Posted: Wed Jan 18, 2012 12:47 pm
by _sock puppet
This title is a phrase I've borrowed from zeezrom here.
zeezrom wrote:Third, wanting God to be maximally great does not make God such.

Of course, zeezrom is addressing the desire for an attribute of god, maximal greatness, and zeezrom points out that a maximally great god is so beyond us as to be, basically, unapproachable.

Zeezrom's "wanting God" two-word phrase however reminded me that people that choose to be theists then each select attributes for the god that he or she will worship.

When the Old Testament was being written, a scary, angry god was just the ticket. As mankind began looking inward, we realized that we are each fallible against even pretty basic standards. So by the time that the New Testament was being written we needed a redeemer, a nice god One that would do something(s) for us. (But with a scary reminder at the end (Revelations) so that we will yet have some fear of god.)

As we've begun to unravel the mysteries of our environment (natural phenomena like floods, droughts, pestilence, lightning, thunder, etc.) and existence (realizing what we can and cannot as individuals control, and how to enhance our lives by taking command of those things we can control), the reason mankind wanted god in the first place. God was a convenient explanation for why some days were sunny and warm in the midst of a wet season that helped our crops grow (god was happy with us, we had been good), but other seasons were plagued with drought, hail storms, floods, etc (god was not then happy with us, we had been bad). As science as a method was developed and has been used to acquire knowledge, we no longer need god for explanatory purposes. We have better explanations than were ever attributed to god's unhappiness/wrath oscillations.

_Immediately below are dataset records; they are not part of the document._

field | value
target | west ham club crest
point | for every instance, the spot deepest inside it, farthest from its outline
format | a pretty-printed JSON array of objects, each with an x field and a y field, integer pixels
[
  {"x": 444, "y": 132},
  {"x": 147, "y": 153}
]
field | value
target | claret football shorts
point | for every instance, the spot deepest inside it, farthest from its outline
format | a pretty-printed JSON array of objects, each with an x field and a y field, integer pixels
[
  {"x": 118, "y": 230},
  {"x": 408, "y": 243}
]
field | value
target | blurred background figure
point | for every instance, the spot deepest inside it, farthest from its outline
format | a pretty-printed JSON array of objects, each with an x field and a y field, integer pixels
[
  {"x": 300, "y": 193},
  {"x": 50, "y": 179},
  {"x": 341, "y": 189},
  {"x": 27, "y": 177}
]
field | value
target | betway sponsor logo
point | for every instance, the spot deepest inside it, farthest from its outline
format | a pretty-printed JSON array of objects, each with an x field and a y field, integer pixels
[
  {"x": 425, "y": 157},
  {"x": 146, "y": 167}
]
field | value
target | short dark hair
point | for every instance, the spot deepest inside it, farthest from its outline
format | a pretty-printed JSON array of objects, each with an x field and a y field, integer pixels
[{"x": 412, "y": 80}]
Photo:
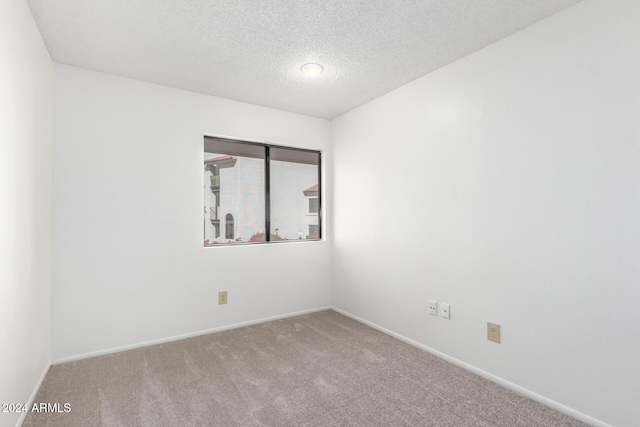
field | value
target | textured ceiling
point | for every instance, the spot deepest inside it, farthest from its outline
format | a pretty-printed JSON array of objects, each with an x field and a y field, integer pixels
[{"x": 252, "y": 50}]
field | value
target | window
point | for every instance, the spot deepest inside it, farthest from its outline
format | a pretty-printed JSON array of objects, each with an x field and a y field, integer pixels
[
  {"x": 261, "y": 193},
  {"x": 313, "y": 205}
]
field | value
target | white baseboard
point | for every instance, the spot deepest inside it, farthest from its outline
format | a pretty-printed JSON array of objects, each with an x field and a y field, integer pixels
[
  {"x": 23, "y": 415},
  {"x": 506, "y": 384},
  {"x": 183, "y": 336}
]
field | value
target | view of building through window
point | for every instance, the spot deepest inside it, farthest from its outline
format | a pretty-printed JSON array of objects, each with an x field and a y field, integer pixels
[{"x": 241, "y": 201}]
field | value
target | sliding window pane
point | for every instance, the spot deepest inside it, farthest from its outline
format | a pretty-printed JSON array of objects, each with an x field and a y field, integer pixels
[
  {"x": 233, "y": 189},
  {"x": 295, "y": 195}
]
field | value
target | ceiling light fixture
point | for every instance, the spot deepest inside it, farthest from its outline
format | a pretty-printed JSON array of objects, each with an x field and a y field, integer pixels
[{"x": 311, "y": 69}]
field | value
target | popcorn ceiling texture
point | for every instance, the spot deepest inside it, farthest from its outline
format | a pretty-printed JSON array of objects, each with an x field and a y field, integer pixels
[{"x": 252, "y": 51}]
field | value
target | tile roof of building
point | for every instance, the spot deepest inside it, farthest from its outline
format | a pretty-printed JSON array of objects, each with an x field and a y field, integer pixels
[
  {"x": 312, "y": 189},
  {"x": 218, "y": 159}
]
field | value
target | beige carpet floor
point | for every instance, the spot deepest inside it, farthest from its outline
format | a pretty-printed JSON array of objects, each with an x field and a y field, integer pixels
[{"x": 320, "y": 369}]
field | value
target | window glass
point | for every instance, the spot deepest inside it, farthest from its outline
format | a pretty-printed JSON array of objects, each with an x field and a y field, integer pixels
[
  {"x": 234, "y": 203},
  {"x": 294, "y": 184},
  {"x": 255, "y": 193}
]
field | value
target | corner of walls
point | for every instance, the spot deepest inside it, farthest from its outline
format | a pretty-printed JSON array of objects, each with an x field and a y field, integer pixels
[
  {"x": 25, "y": 198},
  {"x": 505, "y": 184},
  {"x": 129, "y": 266}
]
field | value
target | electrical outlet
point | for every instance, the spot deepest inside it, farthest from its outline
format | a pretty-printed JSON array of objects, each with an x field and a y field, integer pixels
[
  {"x": 433, "y": 308},
  {"x": 445, "y": 310},
  {"x": 222, "y": 297},
  {"x": 493, "y": 332}
]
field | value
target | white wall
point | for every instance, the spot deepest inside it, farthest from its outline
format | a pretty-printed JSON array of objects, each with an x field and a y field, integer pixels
[
  {"x": 509, "y": 182},
  {"x": 129, "y": 265},
  {"x": 25, "y": 206}
]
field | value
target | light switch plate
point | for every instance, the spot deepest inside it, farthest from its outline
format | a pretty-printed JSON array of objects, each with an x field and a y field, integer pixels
[
  {"x": 493, "y": 332},
  {"x": 445, "y": 310},
  {"x": 433, "y": 308}
]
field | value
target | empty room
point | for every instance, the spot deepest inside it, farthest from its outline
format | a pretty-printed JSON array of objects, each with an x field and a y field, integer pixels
[{"x": 331, "y": 213}]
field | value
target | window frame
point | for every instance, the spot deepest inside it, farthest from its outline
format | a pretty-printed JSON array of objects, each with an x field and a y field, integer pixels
[{"x": 267, "y": 188}]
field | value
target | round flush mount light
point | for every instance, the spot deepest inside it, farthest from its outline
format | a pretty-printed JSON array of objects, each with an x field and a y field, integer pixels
[{"x": 311, "y": 69}]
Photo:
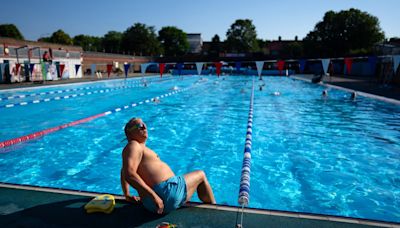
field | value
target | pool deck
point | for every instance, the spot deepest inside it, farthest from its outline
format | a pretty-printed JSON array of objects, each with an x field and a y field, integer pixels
[{"x": 27, "y": 206}]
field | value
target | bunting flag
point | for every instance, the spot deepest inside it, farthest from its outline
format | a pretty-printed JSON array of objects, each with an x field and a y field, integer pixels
[
  {"x": 58, "y": 69},
  {"x": 396, "y": 60},
  {"x": 180, "y": 67},
  {"x": 199, "y": 67},
  {"x": 325, "y": 64},
  {"x": 17, "y": 66},
  {"x": 259, "y": 65},
  {"x": 348, "y": 62},
  {"x": 372, "y": 60},
  {"x": 109, "y": 69},
  {"x": 29, "y": 53},
  {"x": 6, "y": 50},
  {"x": 93, "y": 69},
  {"x": 1, "y": 72},
  {"x": 62, "y": 67},
  {"x": 126, "y": 69},
  {"x": 218, "y": 66},
  {"x": 281, "y": 65},
  {"x": 162, "y": 67},
  {"x": 51, "y": 53},
  {"x": 143, "y": 67},
  {"x": 238, "y": 65},
  {"x": 44, "y": 71},
  {"x": 302, "y": 63},
  {"x": 31, "y": 67},
  {"x": 77, "y": 68}
]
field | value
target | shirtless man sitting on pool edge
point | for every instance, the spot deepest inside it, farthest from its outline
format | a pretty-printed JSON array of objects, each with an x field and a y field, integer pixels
[{"x": 160, "y": 190}]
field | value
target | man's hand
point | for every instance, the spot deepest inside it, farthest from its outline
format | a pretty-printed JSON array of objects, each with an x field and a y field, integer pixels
[
  {"x": 132, "y": 199},
  {"x": 159, "y": 203}
]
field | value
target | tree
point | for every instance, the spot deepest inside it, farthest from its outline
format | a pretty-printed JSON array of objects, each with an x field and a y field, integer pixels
[
  {"x": 141, "y": 39},
  {"x": 88, "y": 43},
  {"x": 173, "y": 41},
  {"x": 242, "y": 37},
  {"x": 293, "y": 50},
  {"x": 60, "y": 37},
  {"x": 10, "y": 30},
  {"x": 112, "y": 42},
  {"x": 344, "y": 32},
  {"x": 215, "y": 46}
]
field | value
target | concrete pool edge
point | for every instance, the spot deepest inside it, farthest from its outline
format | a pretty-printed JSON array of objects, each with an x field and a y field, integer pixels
[{"x": 221, "y": 208}]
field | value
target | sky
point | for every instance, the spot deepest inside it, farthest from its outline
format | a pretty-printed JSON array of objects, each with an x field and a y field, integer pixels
[{"x": 285, "y": 18}]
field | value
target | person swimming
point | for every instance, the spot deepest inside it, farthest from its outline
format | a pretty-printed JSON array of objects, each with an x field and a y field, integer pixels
[{"x": 353, "y": 95}]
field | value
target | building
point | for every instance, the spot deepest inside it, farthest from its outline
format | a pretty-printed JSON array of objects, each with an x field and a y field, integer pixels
[
  {"x": 195, "y": 42},
  {"x": 23, "y": 60}
]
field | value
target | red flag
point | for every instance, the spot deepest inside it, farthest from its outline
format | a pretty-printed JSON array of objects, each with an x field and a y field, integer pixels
[
  {"x": 61, "y": 69},
  {"x": 162, "y": 67},
  {"x": 348, "y": 62},
  {"x": 17, "y": 65},
  {"x": 218, "y": 65},
  {"x": 280, "y": 64},
  {"x": 109, "y": 69}
]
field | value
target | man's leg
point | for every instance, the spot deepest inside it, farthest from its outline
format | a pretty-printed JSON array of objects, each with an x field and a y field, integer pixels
[{"x": 197, "y": 180}]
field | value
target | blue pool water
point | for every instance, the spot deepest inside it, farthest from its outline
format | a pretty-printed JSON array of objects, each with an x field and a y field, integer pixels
[{"x": 309, "y": 154}]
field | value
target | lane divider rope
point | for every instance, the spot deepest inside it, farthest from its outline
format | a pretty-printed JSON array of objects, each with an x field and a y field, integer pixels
[
  {"x": 67, "y": 96},
  {"x": 35, "y": 135},
  {"x": 3, "y": 98},
  {"x": 244, "y": 190}
]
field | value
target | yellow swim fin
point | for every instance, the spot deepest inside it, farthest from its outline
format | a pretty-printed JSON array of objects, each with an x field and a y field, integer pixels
[{"x": 102, "y": 203}]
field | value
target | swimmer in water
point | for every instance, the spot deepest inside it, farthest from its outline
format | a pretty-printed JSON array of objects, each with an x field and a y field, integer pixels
[{"x": 353, "y": 95}]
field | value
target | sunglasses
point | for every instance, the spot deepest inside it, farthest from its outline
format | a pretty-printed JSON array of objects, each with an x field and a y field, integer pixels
[{"x": 140, "y": 126}]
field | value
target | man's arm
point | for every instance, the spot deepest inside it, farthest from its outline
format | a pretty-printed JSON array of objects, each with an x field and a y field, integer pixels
[
  {"x": 131, "y": 162},
  {"x": 125, "y": 189}
]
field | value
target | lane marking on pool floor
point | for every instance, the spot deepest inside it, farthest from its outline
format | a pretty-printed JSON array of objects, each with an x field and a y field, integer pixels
[
  {"x": 136, "y": 81},
  {"x": 71, "y": 96},
  {"x": 244, "y": 190},
  {"x": 35, "y": 135}
]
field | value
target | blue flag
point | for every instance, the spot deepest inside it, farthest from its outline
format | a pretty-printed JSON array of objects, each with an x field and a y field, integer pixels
[{"x": 302, "y": 63}]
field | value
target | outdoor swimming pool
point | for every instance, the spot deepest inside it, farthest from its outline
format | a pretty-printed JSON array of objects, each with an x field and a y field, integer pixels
[{"x": 309, "y": 154}]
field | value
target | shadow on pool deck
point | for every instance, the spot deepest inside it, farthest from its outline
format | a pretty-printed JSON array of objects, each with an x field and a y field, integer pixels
[{"x": 37, "y": 208}]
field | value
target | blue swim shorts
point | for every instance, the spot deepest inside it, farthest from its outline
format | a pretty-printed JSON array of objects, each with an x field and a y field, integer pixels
[{"x": 173, "y": 193}]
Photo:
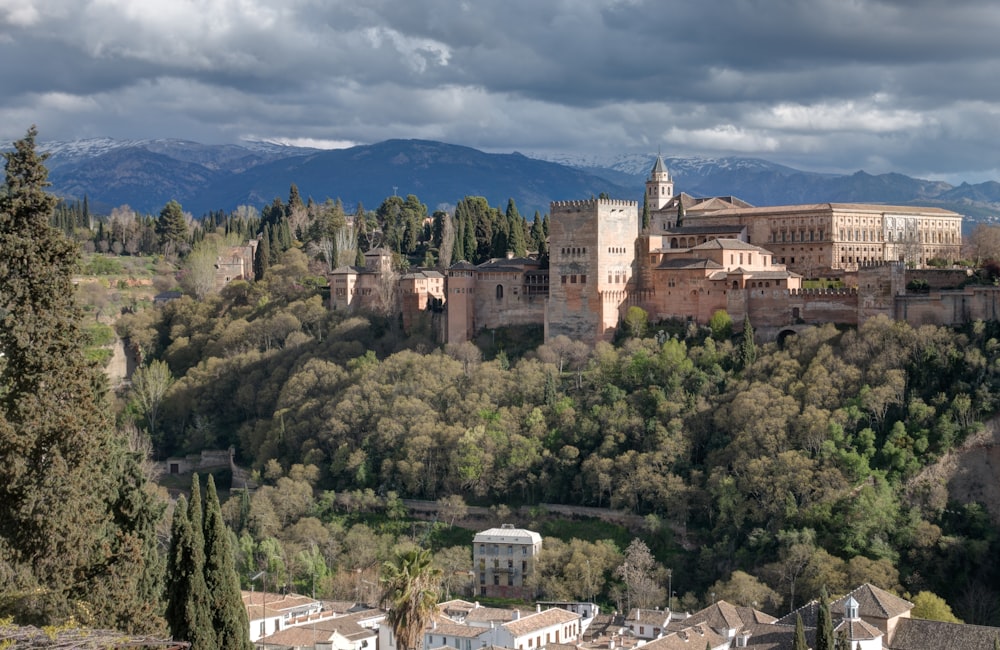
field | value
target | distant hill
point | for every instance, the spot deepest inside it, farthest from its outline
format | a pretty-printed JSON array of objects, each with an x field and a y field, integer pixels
[{"x": 145, "y": 174}]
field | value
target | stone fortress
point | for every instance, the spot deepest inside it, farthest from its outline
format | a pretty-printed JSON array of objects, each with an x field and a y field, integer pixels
[{"x": 696, "y": 256}]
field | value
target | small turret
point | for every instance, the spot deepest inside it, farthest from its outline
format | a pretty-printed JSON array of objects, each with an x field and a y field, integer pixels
[{"x": 659, "y": 186}]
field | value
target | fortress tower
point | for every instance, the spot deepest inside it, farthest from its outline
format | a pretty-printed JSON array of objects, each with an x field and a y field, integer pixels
[
  {"x": 659, "y": 185},
  {"x": 591, "y": 262}
]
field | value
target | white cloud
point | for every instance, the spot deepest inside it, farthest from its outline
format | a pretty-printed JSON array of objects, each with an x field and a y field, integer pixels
[{"x": 18, "y": 13}]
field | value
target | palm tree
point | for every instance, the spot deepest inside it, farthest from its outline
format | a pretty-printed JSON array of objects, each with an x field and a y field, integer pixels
[{"x": 410, "y": 586}]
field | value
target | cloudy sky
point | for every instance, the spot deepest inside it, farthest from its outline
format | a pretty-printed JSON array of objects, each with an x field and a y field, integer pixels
[{"x": 826, "y": 85}]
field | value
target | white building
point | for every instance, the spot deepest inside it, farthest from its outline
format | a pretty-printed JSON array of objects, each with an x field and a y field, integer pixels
[{"x": 503, "y": 558}]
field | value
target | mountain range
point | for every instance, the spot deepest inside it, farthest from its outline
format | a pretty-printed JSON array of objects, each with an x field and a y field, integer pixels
[{"x": 146, "y": 174}]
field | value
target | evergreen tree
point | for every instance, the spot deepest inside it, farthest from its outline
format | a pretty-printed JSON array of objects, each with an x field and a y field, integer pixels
[
  {"x": 171, "y": 227},
  {"x": 72, "y": 525},
  {"x": 262, "y": 260},
  {"x": 229, "y": 616},
  {"x": 748, "y": 347},
  {"x": 294, "y": 200},
  {"x": 188, "y": 612},
  {"x": 824, "y": 624},
  {"x": 800, "y": 634},
  {"x": 537, "y": 234},
  {"x": 645, "y": 213},
  {"x": 515, "y": 236}
]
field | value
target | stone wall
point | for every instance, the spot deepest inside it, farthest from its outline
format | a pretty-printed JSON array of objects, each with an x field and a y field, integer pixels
[{"x": 949, "y": 307}]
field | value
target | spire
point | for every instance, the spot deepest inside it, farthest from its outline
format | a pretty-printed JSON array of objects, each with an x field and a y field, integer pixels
[
  {"x": 851, "y": 607},
  {"x": 659, "y": 167},
  {"x": 659, "y": 186}
]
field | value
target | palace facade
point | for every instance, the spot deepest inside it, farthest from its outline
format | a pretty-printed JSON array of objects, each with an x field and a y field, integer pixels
[{"x": 697, "y": 256}]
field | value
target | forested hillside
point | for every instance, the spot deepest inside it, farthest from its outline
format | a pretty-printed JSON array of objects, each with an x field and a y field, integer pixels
[{"x": 792, "y": 465}]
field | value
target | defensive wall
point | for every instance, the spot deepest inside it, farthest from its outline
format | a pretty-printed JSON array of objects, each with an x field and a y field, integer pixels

But we have this emotional hangover need for 'wanting god'. In recent centuries, mankind as a whole, and even believers as a subset, have been much more willing to acknowledge that each sculpts god with attributes the individual believer will or will not accept for this superior being, god. But one thread runs throughout with these believers, this god has qualities and powers that go beyond those of mortal man.

zeezrom takes issue with a maximally great god, preferring instead the gods of ancient Greek mythology. Approachable gods, gods with faults, gods with which we as mortals can relate to. But his god Athena yet has extra-mortal qualities, can do things we cannot. On the abilities scale, one's god inevitably has to have more abilities than the subordinate believer has.

Also in that thread is rather intriguing discussion of what extent is mankind capable of worship, how subservient is mankind capable given our egocentricity?

So what is the emotional attraction to subservience (to whatever degree) to a more enabled being that we craft from our own better sensibilities? Why do we need to think that we'd have more abilities, more power, if we could just overcome and eliminate our darker impulses? Is it not enough that we would simply be better people for others on this planet to be around if we master those darker impulses?